Overall, it was better to be in those sectors with the highest equity content. The average fund in the IMA Flexible Investment universe delivered 14.54 per cent in 2013, while the Mixed Investment 40-85% shares returned 14.47 per cent, the Mixed Investment 20-60% shares 8.85 per cent and the Mixed Investment 0-35% shares just 4.2 per cent.
This also applied within fund sectors. FE Analytics data shows the average fund in the Mixed Investment 40-85% shares sector had a 70.3 per cent weighting to equities, with all of the funds in this sector overweight equities, bar two. Although the top-performing fund – CF Odey Portfolio – has lower equity exposure, it has an extra 7 per cent in hedge funds, which have a high exposure to equities. Seven of the top 10 funds in the sector are at or near maximum equity exposure (for example more than 80 per cent)
The same was true in the mixed asset 20-60% shares sector, although the contrast was less marked. Data shows that the average fund in the sector has an equity weighting of 50 per cent. Among the top 10 best-performing funds over 2013, fixed income was kept to moderate levels. The Kames Ethical Cautious Managed fund, for example, had roughly 38.2 per cent in fixed income. The top performers with lower equity weightings, such as Invesco and Artemis, tended to have a higher proportion in non-investment grade bonds, which also had a strong year.
That said, it was not enough merely to have a high weight to equities; it had to be the right sort of equities as well – cyclical rather than defensive. This was the great strength of the Kames fund.

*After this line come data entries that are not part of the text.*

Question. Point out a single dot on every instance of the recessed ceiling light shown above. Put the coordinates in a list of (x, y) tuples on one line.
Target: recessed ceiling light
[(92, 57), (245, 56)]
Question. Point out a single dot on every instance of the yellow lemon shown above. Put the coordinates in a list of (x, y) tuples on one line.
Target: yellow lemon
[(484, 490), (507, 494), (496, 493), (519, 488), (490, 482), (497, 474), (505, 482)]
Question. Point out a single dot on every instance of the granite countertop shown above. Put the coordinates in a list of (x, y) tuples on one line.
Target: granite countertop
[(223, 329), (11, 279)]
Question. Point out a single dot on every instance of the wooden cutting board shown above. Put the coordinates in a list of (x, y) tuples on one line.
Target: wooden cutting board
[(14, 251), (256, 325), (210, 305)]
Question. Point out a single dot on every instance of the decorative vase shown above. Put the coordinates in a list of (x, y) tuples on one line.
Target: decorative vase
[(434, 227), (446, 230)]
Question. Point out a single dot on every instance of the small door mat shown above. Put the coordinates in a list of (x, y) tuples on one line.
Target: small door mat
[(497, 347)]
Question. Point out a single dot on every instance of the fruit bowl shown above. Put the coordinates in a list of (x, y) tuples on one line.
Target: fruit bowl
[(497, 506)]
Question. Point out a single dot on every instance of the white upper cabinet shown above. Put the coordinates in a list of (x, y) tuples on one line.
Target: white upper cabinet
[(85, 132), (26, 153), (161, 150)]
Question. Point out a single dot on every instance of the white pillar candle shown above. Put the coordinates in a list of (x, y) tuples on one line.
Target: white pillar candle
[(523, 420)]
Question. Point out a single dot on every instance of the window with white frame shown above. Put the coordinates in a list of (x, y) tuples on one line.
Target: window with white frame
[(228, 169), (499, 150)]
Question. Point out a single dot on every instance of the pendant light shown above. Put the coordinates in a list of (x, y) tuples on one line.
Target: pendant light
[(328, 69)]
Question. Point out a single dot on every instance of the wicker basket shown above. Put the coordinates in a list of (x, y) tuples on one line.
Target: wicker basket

Manager Audrey Ryan says it included selective domestic and financials plays alongside opportunities in businesses with ‘self help’ characteristics and those with technology related growth such as online gaming growth beneficiaries, Playtech and Perform.

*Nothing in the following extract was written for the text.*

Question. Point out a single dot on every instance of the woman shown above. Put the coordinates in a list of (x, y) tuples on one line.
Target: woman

She adds: “Recently, the fund has increased exposure to global industrial plays, specifically those with European exposure. There has also been a move towards businesses likely to gain from improving corporate cap-ex spend.”
In other words, the fund positioned itself towards cyclical stocks from early in the year and has therefore participated fully in the recovery.
At the other end of the spectrum, those funds holding defensive equities suffered, failing to keep up with the rally. For example, the L&G Multi Manager Income fund suffered from having the ‘wrong’ type of equities, holdings stocks such as BAT.
Clive Hale, partner at Albemarle Street Partners, says: “Within equities, it was important to be selective. The US and UK markets had good years, while Europe and emerging markets were more mixed.”
One of the key characteristics of the top performers was not only where they were invested, but where they weren’t. Few, if any, held emerging market debt and emerging market equity holdings were also low. Equally, few held gilts. In contrast, funds such as the Aviva Investors Diversified Strategy had relatively high gilt exposure combined with a 15 per cent exposure to emerging markets – 10 per cent in emerging market bonds and 5 per cent in equities. This ensured that it languished towards the bottom of the league tables over the year.
Some managers were still holding gold during the year, often as a hedge against inflation, but it proved a painful bet during 2013: the gold price slipped from more than $1,600 an ounce at the start of the year, to roughly $1,200 at the end. Managers such as Sebastian Lyon of the Troy Trojan fund saw their long-term track record dented by holdings in gold over the year. Mr Hale says: “Gold was a nightmare last year for those managers trying to hedge the downside risks.”
In general, it was those who were too cautious that paid the price. It was a year for risk takers, but it had to be the right kind of risk – cyclical equities, high yield bonds, but avoiding emerging markets and commodities. It was a year to test the mettle of any mixed asset manager.